Collective Control of Potential-Constrained Oxygen Vacancies in Oxide Heterostructures for Gradual Resistive Switching

Abstract

Filamentary resistive switching in oxides is one of the key strategies for developing next-generation non-volatile memory devices. However, despite numerous advantages, their practical applications in neuromorphic computing are still limited due to non-uniform and indeterministic switching behavior. Given the inherent stochasticity of point defect migration, the pursuit of reliable switching likely demands an innovative approach. Herein, a collective control of oxygen vacancies is introduced in LaAlO3/SrTiO3 (LAO/STO) heterostructures to achieve reliable and gradual resistive switching. By exploiting an electrostatic potential constraint in ultrathin LAO/STO heterostructures, the formation of conducting filaments is suppressed, but instead precisely control the concentration of oxygen vacancies.
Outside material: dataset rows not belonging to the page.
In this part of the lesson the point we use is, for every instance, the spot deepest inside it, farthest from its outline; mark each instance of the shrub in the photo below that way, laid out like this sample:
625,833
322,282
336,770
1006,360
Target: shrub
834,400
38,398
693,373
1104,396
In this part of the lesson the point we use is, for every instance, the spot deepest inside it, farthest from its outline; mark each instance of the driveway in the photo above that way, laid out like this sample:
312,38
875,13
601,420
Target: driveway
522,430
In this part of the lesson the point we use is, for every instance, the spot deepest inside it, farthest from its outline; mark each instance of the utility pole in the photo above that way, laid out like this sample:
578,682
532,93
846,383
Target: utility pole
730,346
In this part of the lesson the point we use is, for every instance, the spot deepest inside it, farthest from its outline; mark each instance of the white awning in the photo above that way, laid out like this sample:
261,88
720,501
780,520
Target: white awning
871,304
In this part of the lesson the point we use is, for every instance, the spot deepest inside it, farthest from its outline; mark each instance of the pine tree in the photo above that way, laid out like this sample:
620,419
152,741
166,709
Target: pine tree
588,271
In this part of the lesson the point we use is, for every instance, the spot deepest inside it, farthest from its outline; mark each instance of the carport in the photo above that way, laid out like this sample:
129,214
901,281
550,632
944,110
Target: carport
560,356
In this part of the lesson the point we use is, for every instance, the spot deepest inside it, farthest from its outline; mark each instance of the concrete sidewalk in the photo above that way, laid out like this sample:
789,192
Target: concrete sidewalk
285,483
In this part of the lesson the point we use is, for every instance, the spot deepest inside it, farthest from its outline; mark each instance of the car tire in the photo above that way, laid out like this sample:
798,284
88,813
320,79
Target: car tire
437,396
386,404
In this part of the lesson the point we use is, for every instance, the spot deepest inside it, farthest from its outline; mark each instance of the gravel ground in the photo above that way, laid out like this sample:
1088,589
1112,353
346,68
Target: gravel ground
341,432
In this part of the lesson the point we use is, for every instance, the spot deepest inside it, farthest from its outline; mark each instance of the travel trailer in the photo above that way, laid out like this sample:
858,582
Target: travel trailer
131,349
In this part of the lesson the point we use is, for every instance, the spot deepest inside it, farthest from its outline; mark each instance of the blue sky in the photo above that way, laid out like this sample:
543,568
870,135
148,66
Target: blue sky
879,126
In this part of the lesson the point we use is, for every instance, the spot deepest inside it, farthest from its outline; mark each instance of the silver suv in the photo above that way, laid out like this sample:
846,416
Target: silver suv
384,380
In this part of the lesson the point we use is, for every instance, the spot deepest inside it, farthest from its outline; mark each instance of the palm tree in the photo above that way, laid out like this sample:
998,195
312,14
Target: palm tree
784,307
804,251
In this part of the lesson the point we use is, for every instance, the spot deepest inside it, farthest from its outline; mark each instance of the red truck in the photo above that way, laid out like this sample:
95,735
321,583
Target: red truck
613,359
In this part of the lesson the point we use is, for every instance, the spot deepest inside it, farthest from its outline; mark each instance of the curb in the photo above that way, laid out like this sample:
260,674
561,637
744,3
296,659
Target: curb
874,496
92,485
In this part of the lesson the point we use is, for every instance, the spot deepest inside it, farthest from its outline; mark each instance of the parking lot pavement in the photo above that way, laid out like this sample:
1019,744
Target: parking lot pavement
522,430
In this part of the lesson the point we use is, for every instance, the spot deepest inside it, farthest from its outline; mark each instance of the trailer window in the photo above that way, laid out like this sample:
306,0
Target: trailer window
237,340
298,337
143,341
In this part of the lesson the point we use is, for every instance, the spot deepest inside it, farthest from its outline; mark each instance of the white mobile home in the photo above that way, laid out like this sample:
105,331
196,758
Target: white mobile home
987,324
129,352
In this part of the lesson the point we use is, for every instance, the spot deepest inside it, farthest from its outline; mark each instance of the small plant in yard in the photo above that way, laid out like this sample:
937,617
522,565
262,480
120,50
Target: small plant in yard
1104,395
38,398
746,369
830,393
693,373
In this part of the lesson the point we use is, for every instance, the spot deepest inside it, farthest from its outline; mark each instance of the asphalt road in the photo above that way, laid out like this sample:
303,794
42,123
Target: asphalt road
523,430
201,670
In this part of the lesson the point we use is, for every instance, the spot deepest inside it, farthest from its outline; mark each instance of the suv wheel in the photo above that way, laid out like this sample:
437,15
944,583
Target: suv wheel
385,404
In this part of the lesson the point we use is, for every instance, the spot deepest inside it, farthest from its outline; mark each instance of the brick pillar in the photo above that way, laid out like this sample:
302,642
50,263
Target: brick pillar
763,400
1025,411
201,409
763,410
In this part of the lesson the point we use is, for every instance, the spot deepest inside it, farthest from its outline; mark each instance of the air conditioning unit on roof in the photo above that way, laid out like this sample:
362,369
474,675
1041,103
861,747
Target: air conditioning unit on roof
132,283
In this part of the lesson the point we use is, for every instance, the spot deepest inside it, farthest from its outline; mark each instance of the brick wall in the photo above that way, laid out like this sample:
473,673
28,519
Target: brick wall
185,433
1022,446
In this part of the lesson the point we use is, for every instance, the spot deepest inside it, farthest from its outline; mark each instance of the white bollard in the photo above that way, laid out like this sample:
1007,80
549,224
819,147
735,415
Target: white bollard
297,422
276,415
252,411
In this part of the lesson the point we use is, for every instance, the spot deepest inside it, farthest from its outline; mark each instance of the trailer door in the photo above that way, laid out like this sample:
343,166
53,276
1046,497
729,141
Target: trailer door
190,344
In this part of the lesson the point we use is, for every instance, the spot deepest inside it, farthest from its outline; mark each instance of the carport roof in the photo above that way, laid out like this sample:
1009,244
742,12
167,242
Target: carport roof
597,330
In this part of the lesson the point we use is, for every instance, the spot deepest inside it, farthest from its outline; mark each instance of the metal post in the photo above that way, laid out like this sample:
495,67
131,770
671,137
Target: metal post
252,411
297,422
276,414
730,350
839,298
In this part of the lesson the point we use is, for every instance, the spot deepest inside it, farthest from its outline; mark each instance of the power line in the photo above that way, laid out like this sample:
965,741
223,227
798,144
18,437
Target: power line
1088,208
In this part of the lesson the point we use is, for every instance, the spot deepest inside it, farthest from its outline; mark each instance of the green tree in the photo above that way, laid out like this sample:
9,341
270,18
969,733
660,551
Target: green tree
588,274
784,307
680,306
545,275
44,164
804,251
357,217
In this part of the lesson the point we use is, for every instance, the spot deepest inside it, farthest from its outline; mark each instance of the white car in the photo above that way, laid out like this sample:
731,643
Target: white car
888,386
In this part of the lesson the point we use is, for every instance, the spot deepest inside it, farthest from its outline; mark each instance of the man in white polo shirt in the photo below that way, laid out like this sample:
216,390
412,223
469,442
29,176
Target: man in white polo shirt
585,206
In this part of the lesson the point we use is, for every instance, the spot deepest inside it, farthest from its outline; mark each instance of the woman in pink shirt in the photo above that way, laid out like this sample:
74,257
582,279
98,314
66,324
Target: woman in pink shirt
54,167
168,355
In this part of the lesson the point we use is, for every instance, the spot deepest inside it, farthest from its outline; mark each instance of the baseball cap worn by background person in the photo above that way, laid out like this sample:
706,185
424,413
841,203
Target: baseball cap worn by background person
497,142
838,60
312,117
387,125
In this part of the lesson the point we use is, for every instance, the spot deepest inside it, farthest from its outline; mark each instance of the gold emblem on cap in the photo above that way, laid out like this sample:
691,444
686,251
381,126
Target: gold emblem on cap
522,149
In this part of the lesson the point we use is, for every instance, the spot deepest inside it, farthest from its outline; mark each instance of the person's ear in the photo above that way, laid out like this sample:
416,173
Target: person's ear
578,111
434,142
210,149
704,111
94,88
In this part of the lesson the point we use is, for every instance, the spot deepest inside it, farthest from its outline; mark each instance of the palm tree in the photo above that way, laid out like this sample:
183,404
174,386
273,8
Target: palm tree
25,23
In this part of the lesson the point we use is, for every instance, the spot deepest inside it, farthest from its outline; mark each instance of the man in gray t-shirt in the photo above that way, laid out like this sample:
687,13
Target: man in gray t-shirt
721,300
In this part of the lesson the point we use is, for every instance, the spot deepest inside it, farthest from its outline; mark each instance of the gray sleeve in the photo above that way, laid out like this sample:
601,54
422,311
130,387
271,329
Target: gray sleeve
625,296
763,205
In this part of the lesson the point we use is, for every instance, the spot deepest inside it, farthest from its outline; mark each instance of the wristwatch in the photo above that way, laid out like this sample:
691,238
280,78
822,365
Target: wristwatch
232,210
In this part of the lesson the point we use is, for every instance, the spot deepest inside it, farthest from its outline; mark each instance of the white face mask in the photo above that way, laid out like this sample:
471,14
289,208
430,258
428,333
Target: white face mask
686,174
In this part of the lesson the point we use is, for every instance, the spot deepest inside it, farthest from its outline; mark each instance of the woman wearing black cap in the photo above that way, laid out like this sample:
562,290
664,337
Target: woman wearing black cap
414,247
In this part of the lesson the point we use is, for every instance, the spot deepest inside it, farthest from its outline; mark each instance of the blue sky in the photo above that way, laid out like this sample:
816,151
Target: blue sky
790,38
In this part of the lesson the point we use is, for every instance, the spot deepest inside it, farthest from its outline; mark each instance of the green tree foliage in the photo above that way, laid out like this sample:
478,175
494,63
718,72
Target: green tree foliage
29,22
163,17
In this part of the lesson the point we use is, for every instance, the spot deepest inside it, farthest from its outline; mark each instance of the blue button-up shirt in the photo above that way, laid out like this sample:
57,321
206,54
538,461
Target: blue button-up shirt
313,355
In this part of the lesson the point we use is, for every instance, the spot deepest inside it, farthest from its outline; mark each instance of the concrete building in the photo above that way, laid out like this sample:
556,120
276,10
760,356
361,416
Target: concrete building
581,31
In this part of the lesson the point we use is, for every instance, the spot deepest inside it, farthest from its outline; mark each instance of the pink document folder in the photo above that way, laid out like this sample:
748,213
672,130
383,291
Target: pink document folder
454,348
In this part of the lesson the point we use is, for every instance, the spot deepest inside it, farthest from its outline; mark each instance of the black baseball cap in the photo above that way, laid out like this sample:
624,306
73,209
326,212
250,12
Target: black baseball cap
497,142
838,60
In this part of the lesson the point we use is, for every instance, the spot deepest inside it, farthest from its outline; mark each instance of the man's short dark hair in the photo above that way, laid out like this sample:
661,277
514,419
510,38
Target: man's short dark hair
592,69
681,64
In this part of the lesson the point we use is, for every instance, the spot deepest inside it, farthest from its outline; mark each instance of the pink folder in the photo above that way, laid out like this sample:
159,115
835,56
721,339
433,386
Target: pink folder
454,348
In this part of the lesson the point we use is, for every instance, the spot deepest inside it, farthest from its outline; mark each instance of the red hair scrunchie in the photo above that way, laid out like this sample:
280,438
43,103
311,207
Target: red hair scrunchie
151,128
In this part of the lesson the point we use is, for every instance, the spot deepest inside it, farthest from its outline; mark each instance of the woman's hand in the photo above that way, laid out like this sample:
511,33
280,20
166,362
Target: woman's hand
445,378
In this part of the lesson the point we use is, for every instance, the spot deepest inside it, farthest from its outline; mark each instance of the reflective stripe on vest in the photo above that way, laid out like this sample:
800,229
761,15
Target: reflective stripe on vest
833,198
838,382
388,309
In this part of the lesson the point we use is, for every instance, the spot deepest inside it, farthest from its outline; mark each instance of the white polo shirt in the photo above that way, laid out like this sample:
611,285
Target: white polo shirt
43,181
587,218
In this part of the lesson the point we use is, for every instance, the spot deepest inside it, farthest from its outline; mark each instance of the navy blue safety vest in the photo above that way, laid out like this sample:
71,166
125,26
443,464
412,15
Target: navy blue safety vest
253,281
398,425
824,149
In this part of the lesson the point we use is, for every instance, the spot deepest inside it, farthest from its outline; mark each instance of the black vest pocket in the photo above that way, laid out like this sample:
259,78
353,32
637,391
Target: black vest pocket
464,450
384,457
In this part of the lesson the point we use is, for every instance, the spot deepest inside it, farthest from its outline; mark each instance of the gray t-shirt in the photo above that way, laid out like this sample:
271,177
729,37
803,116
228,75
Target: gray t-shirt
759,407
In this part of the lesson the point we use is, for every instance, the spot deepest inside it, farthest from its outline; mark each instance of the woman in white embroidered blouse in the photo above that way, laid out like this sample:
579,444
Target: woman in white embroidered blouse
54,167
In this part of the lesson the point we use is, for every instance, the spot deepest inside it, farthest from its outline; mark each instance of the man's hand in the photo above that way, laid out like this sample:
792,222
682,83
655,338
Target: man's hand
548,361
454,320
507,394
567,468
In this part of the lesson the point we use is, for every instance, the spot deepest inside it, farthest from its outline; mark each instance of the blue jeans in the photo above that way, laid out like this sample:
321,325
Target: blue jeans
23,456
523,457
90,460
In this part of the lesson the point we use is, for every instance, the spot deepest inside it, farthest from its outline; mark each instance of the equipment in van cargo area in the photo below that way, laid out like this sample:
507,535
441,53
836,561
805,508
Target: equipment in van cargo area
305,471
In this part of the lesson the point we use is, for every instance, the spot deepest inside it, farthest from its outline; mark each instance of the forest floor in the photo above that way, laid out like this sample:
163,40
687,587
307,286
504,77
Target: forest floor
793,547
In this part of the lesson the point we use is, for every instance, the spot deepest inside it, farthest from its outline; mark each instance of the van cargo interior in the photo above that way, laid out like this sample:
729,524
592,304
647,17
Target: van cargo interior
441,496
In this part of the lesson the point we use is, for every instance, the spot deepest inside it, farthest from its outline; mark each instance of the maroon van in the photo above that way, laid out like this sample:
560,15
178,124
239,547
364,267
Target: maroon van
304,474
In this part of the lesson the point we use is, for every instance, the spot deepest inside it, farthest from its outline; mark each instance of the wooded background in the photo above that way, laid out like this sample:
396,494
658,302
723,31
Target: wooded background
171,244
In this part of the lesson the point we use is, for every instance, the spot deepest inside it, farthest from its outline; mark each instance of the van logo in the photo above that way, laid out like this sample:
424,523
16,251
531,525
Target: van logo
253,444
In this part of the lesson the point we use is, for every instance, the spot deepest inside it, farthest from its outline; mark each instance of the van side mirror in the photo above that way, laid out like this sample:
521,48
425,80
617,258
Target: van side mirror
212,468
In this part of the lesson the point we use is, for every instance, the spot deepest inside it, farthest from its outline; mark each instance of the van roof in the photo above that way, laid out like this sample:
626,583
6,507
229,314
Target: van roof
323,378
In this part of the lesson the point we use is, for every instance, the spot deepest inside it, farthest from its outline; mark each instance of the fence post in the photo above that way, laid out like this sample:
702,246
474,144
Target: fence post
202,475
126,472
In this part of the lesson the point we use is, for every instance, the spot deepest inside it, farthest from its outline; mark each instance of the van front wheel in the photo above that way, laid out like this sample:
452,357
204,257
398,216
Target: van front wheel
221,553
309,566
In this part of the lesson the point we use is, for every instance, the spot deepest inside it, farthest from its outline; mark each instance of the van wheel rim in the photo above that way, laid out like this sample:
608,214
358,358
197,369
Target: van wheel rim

Since the conductance of the LAO/STO device is governed by the ensemble concentration of oxygen vacancies, not their individual probabilistic migrations, the resistive switching is more uniform and deterministic compared to conventional filamentary devices. It provides direct evidence for the collective control of oxygen vacancies by spectral noise analysis and modeling by Monte-Carlo simulation. As a proof of concept, the significantly-improved analog switching performance of the filament-free LAO/STO devices is demonstrated, revealing potential for neuromorphic applications. The results establish an approach to store information by point defect concentration, akin to biological ionic channels, for enhancing switching characteristics of oxide materials.